I realize I have semi-abandoned this blog. I tend to do that when I get too busy (true) or when I get really sad (also true). I think I will just pick up this blog from current life- if I tried to brief the interwebs about the past two months it would be too much. Instead, I will leave you with a sort of photoblog of my absence and I will just start writing from the here and now. yaaaaay.
This past weekend my buddy A came up from Raleigh to visit! It was perfect timing because I've been super down and sad about the weather, job issues, homesickness for my boyfriend / western NC, etc. Winter is way harder than I ever expected- I've always enjoyed winter a lot. When Spring didn't suddenly appear at the end of February I was really thrown off. I'm spoiled.
So A and I went to the Library of Congress with her boyfriend F (both of them are getting their degrees in Library Science). That was pretty cool- but not as cool as the BABY GORILLA we saw at the National Zoo (!!!!!!!!!!) We also saw sleeping otters. And a cute otter statue. And PANDAS. and RED PANDAS. PANDAS!!!

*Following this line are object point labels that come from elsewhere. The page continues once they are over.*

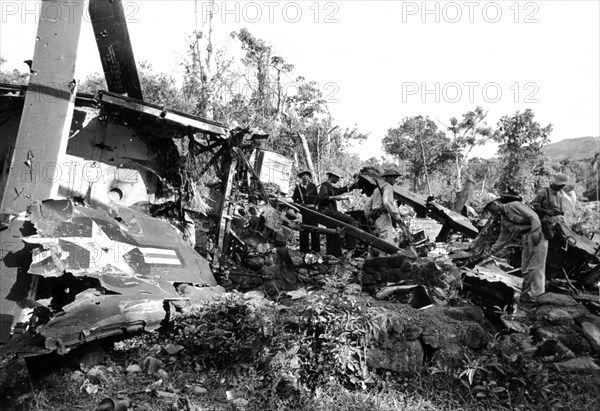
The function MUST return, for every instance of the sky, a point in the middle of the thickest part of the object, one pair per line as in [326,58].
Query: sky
[378,62]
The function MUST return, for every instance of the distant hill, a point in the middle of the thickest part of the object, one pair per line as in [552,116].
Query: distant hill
[574,148]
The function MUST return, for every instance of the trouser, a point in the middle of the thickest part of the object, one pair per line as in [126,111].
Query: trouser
[315,244]
[533,267]
[333,245]
[385,229]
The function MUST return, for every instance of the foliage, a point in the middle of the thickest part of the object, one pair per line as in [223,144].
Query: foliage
[12,77]
[418,141]
[221,333]
[335,336]
[467,133]
[507,372]
[521,140]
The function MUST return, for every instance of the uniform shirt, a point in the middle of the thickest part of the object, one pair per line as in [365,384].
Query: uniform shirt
[328,190]
[383,197]
[546,200]
[305,195]
[517,219]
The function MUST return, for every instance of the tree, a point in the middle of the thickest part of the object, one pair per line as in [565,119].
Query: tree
[467,133]
[12,77]
[418,142]
[521,140]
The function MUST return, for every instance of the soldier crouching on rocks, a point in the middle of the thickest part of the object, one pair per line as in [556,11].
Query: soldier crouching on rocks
[382,210]
[305,193]
[549,205]
[328,195]
[520,219]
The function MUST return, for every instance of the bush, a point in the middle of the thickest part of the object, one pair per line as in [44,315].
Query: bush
[221,333]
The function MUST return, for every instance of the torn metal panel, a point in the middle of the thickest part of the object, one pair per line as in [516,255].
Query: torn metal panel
[158,115]
[15,283]
[85,241]
[369,180]
[105,273]
[47,112]
[94,316]
[114,45]
[274,168]
[17,392]
[347,229]
[491,287]
[579,242]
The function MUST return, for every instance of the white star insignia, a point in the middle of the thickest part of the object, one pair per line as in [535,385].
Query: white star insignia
[106,255]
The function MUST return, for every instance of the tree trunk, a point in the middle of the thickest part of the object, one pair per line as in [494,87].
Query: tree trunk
[307,154]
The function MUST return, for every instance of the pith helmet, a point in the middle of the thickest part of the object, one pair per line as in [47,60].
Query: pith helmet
[391,172]
[560,180]
[488,199]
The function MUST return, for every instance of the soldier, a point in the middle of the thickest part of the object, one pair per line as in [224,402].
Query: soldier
[520,219]
[382,210]
[328,195]
[549,204]
[305,193]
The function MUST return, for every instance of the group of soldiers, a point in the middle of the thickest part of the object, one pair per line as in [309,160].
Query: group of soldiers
[535,223]
[380,209]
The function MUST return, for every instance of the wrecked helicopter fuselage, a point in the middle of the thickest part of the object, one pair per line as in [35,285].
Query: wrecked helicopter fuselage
[80,274]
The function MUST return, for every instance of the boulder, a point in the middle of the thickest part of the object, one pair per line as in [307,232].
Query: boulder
[569,336]
[555,316]
[556,349]
[592,334]
[451,356]
[577,365]
[474,336]
[556,299]
[400,356]
[466,313]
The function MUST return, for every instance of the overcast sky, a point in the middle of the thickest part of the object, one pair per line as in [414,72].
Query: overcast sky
[380,61]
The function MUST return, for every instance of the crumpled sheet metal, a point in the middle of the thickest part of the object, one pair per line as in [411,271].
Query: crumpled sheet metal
[494,274]
[94,316]
[121,252]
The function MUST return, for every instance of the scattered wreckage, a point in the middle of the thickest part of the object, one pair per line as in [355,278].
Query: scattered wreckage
[120,250]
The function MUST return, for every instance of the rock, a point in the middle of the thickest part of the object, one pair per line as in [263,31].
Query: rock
[569,336]
[556,299]
[197,390]
[166,394]
[77,376]
[353,289]
[87,355]
[474,336]
[592,334]
[555,316]
[330,260]
[254,294]
[173,349]
[466,313]
[150,365]
[587,317]
[402,357]
[412,332]
[199,295]
[582,364]
[553,348]
[451,356]
[254,262]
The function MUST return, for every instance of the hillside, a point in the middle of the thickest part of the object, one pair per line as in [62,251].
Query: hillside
[574,148]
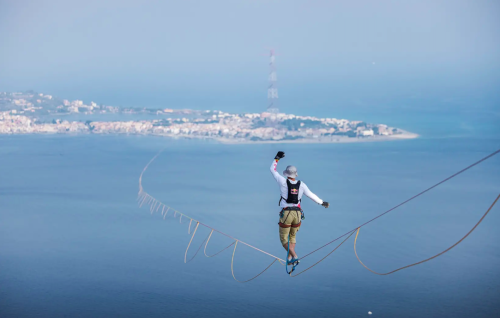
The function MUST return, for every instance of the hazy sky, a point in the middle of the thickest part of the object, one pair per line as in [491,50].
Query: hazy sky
[214,52]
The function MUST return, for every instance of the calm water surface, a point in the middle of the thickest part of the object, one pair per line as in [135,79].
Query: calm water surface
[73,242]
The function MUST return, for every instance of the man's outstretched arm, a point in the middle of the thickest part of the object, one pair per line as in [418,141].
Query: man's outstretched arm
[314,197]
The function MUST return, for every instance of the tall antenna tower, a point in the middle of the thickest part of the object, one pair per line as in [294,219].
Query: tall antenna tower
[272,91]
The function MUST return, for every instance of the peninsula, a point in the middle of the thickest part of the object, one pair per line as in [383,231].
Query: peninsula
[36,113]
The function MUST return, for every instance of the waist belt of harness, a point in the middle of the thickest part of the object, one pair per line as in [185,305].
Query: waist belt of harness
[289,225]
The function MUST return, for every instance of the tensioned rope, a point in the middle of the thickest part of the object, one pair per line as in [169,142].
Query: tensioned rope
[155,205]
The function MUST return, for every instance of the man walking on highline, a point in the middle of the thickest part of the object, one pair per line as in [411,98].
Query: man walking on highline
[291,214]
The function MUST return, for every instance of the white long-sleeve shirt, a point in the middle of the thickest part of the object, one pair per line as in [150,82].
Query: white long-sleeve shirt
[284,188]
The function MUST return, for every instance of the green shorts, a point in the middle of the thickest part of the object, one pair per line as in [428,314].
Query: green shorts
[292,219]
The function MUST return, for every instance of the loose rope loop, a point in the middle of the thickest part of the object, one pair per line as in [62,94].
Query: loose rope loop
[145,199]
[427,259]
[208,240]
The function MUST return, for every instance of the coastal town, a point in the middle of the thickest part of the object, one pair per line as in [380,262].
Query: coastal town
[35,113]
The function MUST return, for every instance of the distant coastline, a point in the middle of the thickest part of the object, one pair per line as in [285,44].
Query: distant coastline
[35,113]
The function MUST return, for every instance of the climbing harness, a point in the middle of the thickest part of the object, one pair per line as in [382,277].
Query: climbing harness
[293,193]
[145,198]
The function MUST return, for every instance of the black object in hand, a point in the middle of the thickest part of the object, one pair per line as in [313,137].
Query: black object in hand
[280,155]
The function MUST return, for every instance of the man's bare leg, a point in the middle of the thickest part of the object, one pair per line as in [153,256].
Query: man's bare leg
[292,249]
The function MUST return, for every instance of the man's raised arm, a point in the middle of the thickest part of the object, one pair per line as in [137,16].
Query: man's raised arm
[275,173]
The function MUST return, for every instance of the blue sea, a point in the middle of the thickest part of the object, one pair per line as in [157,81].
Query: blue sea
[74,243]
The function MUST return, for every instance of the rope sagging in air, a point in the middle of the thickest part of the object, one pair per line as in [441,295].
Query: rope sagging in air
[154,205]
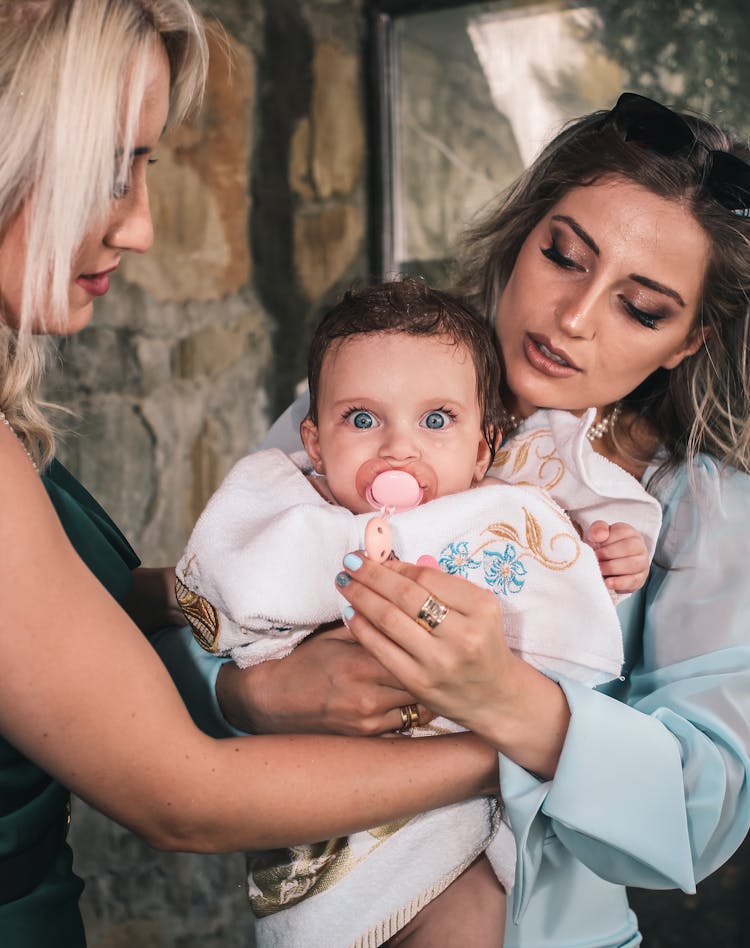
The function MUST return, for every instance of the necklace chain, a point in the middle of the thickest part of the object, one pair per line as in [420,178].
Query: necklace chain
[594,433]
[8,425]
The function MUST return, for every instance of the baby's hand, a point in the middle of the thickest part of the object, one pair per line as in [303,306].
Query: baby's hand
[622,554]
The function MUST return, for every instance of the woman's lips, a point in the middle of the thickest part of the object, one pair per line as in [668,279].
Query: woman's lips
[95,284]
[548,359]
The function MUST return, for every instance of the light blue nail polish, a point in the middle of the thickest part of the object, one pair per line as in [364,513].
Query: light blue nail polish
[352,561]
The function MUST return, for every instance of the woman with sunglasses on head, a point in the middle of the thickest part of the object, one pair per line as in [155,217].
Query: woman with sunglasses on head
[617,275]
[86,89]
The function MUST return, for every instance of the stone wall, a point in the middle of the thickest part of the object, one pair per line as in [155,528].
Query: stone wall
[259,215]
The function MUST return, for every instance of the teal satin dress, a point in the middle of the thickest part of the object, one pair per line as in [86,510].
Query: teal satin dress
[33,804]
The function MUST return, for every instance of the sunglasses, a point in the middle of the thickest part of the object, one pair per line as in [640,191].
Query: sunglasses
[655,127]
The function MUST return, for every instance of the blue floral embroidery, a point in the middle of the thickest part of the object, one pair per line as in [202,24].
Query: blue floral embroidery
[457,559]
[504,572]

We spent a lot of time in Adam's Morgan- so of course we went to Amsterdam Falafel- the most awesome food EVER. You get a pita with falafels in it that they FRY TO ORDER and then you get to put all the toppings you want on it. Oh man, I could eat that every day. It's also cheap and they have really good fries.
We walked a lot over the weekend- it makes my feet tired but it makes my legs feel good. It was so warm over the weekend and for most of today- my mood has improved a lot. Feeling a breeze on my legs is enough to change my outlook on life, if only for a little while. The entire city smells different when it warms up, maybe it's the daffodils or maybe it's the fact that I can actually smell things and my nose isn't running constantly. I cry and whine about winter in DC, I know it's nothing that bad- but we did have 8 inches of snow a week ago and I didn't have any delays in work or anything. I think that validates my crying and whining at least a little bit.
Work has been strange lately. I'm not going to say much on this most public of all venues- but I feel it must be known on my blog that the real world is not "glamorous" at all. The only glamorous part is not having homework and getting a paycheck. Realizing this and accepting it can be very difficult, and can raise many more questions and decisions to be made. I am constantly searching for happiness and ways to fake my own happiness.
Here is my current list of fake happiness (temporary happiness that fools you into short term happiness):
exercising
reeses (easter egg reeses are especially good)
hair mousse
alcohol
sunshine
surfing petfinder.com
calculating airfares
google image searching sealions or groundhogs
I can go on. I am trying to get happy- re-starting this blog is a sign of that. Spring is sure to help out: new opportunities, lots of friends to see- there is always something to be done or someone to visit. I predict some great changes coming. I am joining a kickball league. Hibernation is over!